问题标签 [huggingface-datasets]

问问题

For questions regarding programming in ECMAScript (JavaScript/JS) and its various dialects/implementations (excluding ActionScript). Note JavaScript is NOT the same as Java! Please include all relevant tags on your question; e.g., [node.js], [jquery], [json], [reactjs], [angular], [ember.js], [vue.js], [typescript], [svelte], etc.

63 问题

0 投票

0 回答

9 浏览

csv - Huggingface datasets, how to avoid the string NA from being interpreted as nan when using load_dataset

I have looked at it a number of places in the process. With panda beforehand I create a csv file and there are cells that contain the string NA which is meant to be exactly that: a string with no mathematical notion. I think that the appropriate thing is to keep the csv file as it is.

So if I do have a csv file with NA, how can I use load_dataset to recognize that as the string NA and not what I am seeing as a Python None? My code downstream breaks because I have a few unexpected None values.

csv na huggingface-datasets

2022-02-22T19:48:36.507

0 投票

0 回答

15 浏览

python - 在 Google Colab 上运行 python 脚本时，有没有办法选择设备？

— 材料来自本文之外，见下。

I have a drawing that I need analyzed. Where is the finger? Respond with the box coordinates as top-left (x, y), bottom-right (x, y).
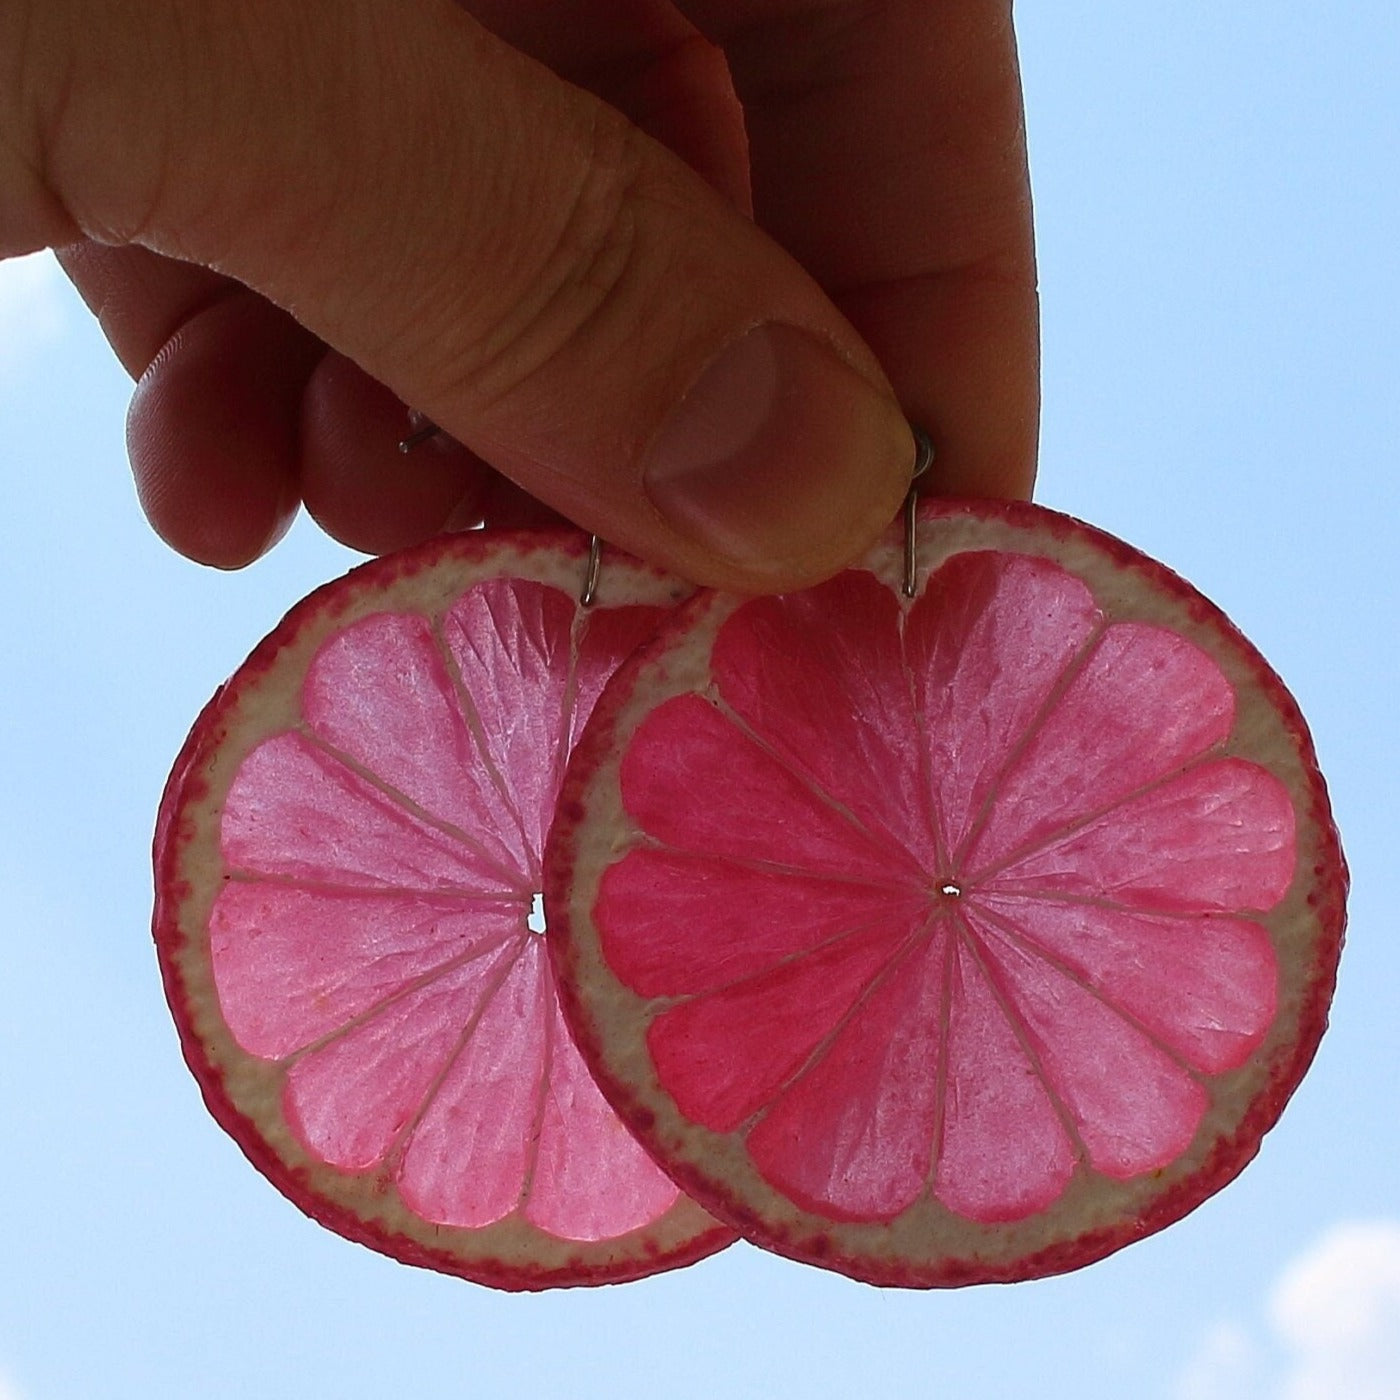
top-left (8, 0), bottom-right (913, 590)
top-left (673, 0), bottom-right (1039, 498)
top-left (58, 241), bottom-right (548, 554)
top-left (124, 287), bottom-right (318, 567)
top-left (300, 353), bottom-right (494, 554)
top-left (470, 475), bottom-right (571, 531)
top-left (57, 241), bottom-right (314, 563)
top-left (54, 241), bottom-right (239, 378)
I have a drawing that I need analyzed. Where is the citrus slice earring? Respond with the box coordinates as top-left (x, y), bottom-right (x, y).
top-left (544, 493), bottom-right (1346, 1287)
top-left (153, 527), bottom-right (734, 1289)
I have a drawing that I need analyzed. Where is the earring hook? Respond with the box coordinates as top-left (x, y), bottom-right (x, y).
top-left (398, 415), bottom-right (441, 454)
top-left (902, 427), bottom-right (936, 598)
top-left (580, 535), bottom-right (602, 607)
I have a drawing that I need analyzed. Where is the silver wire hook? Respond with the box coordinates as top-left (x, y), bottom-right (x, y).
top-left (580, 535), bottom-right (602, 607)
top-left (398, 418), bottom-right (441, 454)
top-left (902, 427), bottom-right (936, 598)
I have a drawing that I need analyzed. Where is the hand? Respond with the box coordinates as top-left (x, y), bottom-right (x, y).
top-left (0, 0), bottom-right (1037, 592)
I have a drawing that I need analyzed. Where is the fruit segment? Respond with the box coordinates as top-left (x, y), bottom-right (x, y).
top-left (980, 759), bottom-right (1295, 909)
top-left (903, 551), bottom-right (1100, 862)
top-left (645, 919), bottom-right (917, 1134)
top-left (970, 896), bottom-right (1277, 1074)
top-left (284, 944), bottom-right (521, 1175)
top-left (619, 694), bottom-right (917, 884)
top-left (548, 499), bottom-right (1345, 1286)
top-left (222, 731), bottom-right (516, 894)
top-left (304, 611), bottom-right (530, 879)
top-left (524, 985), bottom-right (684, 1240)
top-left (394, 941), bottom-right (551, 1229)
top-left (710, 571), bottom-right (937, 869)
top-left (960, 620), bottom-right (1236, 870)
top-left (935, 938), bottom-right (1076, 1222)
top-left (597, 850), bottom-right (927, 997)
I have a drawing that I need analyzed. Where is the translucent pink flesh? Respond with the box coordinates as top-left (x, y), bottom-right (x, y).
top-left (710, 571), bottom-right (938, 869)
top-left (980, 758), bottom-right (1296, 911)
top-left (223, 731), bottom-right (517, 895)
top-left (745, 931), bottom-right (949, 1222)
top-left (961, 621), bottom-right (1237, 872)
top-left (936, 939), bottom-right (1077, 1222)
top-left (526, 982), bottom-right (683, 1240)
top-left (971, 919), bottom-right (1208, 1179)
top-left (304, 612), bottom-right (530, 880)
top-left (598, 849), bottom-right (930, 998)
top-left (216, 580), bottom-right (680, 1241)
top-left (284, 942), bottom-right (520, 1173)
top-left (603, 553), bottom-right (1290, 1223)
top-left (646, 920), bottom-right (918, 1133)
top-left (970, 896), bottom-right (1278, 1075)
top-left (905, 552), bottom-right (1101, 863)
top-left (211, 882), bottom-right (519, 1060)
top-left (619, 694), bottom-right (923, 886)
top-left (438, 582), bottom-right (576, 879)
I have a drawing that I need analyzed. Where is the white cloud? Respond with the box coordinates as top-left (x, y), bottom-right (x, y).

我正在尝试运行 run_language_modeling.py 这是一个来自拥抱脸的 python 脚本。但是，当我尝试运行它时，我注意到我只使用我的 CPU 而不是 GPU（即使环境设置为使用它。所以我正在寻找一种方法来告诉脚本使用显卡。

这就是我所拥有的...

要验证我使用的是 GPU：!nvidia-smi

由此可见：

然后，我正在运行以下调用该.py文件的脚本：

这种情况一直持续到 CPU 使用率上升到 100%。我想可能有类似的东西，--device但我一直没能找到它。我在网上看到的其他一些帖子提到我可以做到：

选择我想要的 GPU，但它并没有真正做任何我能说的事情。我也尝试过：

有什么建议么？

python google-colaboratory training-data huggingface-transformers huggingface-datasets

2022-02-25T14:20:00.080

0 投票

0 回答

6 浏览

python - 如何为 POS 标记禁用 seqeval 标签格式

我正在尝试使用 huggingface 的seqeval度量实现来评估我的 POS 标记器，但是由于我的标记不是为 NER 制作的，因此它们的格式不符合图书馆的预期。因此，当我尝试阅读分类报告的结果时，特定类别结果的标签始终缺少第一个字符（如果我通过，则为最后一个字符suffix=True）。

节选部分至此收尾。